STAR INGREDIENT Diana Henry experiments with sherry
Bone-dry or raisin-sweet, sherry perks up many a dish and adds a seductive sweetness to others. Break out the bottles for these recipes
It’s almost ridiculous to see sherry as a single ingredient. The cold, flinty, dry fino you knock back with shellfish is a world away from the sweet, raisiny, pedro ximénez (PX) someone offers you – if you’re lucky – with a slice of chocolate cake. Drinks writers have been predicting sherry’s rise for the last 40 years. When tapas bars started to open here in the mid 1980s, it looked as if we were going to seize sherry from our nans and make it the drink of our time but the enthusiasm just didn’t build enough momentum. It’s true that ‘foodies’ no longer see sherry just as something to slosh into a trifle, but we still don’t make enough of it.
As soon as I discovered sherry at university, where I got into cold fino with green olives, I was hooked. It wasn’t until years later, when I was in Jerez eating a meal where each course was accompanied by a different sherry, that I began to see its potential as something to cook with. There was a dish of beef cheeks braised in oloroso that was a revelation
– it had savoury depth but a hum of sweetness.

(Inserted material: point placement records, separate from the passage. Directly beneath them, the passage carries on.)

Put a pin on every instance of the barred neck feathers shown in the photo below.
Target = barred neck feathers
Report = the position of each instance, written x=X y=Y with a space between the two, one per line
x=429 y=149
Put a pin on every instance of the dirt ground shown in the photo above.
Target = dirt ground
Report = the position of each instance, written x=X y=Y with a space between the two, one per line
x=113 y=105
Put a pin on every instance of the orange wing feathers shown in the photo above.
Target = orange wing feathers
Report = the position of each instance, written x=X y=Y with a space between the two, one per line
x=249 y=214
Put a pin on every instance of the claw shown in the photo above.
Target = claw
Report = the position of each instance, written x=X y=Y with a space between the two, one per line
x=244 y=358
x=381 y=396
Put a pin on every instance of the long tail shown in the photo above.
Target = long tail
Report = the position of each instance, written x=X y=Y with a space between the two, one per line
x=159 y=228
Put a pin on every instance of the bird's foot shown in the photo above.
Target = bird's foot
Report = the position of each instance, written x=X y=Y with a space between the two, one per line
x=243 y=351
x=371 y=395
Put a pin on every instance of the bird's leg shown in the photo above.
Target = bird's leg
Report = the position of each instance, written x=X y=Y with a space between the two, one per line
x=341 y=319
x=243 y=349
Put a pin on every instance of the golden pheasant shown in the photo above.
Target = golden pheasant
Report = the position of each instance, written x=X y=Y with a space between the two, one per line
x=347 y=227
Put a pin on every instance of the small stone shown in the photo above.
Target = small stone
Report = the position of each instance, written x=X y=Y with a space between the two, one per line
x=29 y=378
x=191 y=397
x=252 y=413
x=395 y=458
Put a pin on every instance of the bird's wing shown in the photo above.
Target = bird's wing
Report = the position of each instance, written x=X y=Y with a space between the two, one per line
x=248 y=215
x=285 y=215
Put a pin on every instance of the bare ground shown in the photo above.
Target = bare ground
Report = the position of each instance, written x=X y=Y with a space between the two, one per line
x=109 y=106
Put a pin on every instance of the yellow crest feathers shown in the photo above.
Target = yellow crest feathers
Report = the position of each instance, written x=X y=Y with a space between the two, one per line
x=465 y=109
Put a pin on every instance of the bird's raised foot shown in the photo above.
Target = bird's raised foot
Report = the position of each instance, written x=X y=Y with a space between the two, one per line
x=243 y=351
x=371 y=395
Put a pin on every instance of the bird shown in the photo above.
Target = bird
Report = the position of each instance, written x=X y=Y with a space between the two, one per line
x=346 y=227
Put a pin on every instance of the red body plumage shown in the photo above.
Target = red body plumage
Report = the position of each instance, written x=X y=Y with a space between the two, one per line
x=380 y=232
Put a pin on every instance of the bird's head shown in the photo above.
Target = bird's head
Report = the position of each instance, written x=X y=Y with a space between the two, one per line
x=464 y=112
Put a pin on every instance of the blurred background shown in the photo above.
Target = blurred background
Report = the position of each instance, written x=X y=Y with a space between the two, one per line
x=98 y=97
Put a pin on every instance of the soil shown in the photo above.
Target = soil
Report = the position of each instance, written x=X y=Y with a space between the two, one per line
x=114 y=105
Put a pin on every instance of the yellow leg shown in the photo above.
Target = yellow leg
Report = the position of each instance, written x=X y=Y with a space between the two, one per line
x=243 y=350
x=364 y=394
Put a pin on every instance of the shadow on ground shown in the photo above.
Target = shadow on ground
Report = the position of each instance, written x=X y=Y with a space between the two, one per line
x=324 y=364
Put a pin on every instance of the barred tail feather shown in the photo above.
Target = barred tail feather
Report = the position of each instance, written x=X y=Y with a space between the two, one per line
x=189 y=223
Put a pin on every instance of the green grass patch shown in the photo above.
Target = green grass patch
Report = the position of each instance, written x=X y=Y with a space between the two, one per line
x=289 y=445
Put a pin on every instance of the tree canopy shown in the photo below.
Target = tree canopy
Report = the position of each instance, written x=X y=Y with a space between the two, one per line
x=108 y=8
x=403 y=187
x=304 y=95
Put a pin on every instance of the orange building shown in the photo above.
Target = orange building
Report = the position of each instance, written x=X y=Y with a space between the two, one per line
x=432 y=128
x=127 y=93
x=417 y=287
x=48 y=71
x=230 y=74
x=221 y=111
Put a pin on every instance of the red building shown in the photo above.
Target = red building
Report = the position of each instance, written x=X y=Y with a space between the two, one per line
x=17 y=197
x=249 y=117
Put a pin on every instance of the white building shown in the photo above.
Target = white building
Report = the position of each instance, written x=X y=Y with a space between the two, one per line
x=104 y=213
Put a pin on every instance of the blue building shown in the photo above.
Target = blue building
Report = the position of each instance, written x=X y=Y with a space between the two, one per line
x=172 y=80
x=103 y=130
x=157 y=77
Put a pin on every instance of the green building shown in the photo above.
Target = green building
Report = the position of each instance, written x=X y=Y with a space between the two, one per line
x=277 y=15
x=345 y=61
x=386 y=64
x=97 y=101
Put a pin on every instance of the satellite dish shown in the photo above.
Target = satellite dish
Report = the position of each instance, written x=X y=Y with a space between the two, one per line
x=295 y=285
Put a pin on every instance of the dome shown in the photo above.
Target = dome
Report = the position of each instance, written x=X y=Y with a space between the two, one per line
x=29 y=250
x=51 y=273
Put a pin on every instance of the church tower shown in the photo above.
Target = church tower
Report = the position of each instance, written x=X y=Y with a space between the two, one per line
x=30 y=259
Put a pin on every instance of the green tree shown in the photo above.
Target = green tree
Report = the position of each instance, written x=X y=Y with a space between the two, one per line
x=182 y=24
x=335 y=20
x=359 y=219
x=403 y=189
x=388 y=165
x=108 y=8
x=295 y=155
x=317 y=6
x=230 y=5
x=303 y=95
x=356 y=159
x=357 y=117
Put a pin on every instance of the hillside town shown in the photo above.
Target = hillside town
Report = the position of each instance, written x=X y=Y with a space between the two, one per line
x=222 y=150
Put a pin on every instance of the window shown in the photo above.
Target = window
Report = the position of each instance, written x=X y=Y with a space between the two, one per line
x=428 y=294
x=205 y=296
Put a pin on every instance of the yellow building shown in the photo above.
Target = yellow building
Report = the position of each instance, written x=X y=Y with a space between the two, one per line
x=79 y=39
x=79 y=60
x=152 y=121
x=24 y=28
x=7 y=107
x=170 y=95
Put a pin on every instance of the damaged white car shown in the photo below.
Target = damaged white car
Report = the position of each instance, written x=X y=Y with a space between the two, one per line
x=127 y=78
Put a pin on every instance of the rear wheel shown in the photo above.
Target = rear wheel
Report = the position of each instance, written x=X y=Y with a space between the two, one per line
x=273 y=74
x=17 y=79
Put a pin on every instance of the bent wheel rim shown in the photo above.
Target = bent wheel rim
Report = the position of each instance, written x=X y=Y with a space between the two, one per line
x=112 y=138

You start to run out of vocabulary when you try to summon the essence of different sherries and the flavours they impart to the dishes in which they’re cooked. In fact, cooking with sherry often reminds me of cooking with dried chillies, in that they’re both about tone. With both you speak of raisins, nuts, wood and chocolate. However, fino and manzanilla-style sherries are spoken of in terms of their saline qualities. I always have a bottle of fino, a medium type (palo cortado or the richer oloroso) and a bottle of PX on hand. The PX is a treat (an expensive one) but there is no better pairing for chocolate (it’s wonderful in chocolate ice cream). On those weekends when you cook a special dinner, but can’t manage to pull off dessert, a bottle of PX, served with good-quality dark chocolate, makes a grand finish.
My bottles of sherry aren’t stashed away at the back of a cupboard. I reach for them often – the fino for cooking with clams or mussels, or in place of dry vermouth; the oloroso for braises where I want a background note of sweetness. I find oloroso the most useful, as it works well with mushrooms, all meats, chorizo and the Spanish black pudding, morcilla, apples, pears, stone fruits and in eggy puddings.
It’s cream sherry – a blend of oloroso sweetened with PX that started out as an export-only product for the
British market – that makes us think of sherry as a rather sickly drink. In days of yore, this was pulled out of the drinks cupboard on Boxing
Day to make turkey à la king, a sherry-spiked béchamel which was a vehicle for all that leftover turkey we didn’t know what to do with. Thankfully, those days are long gone.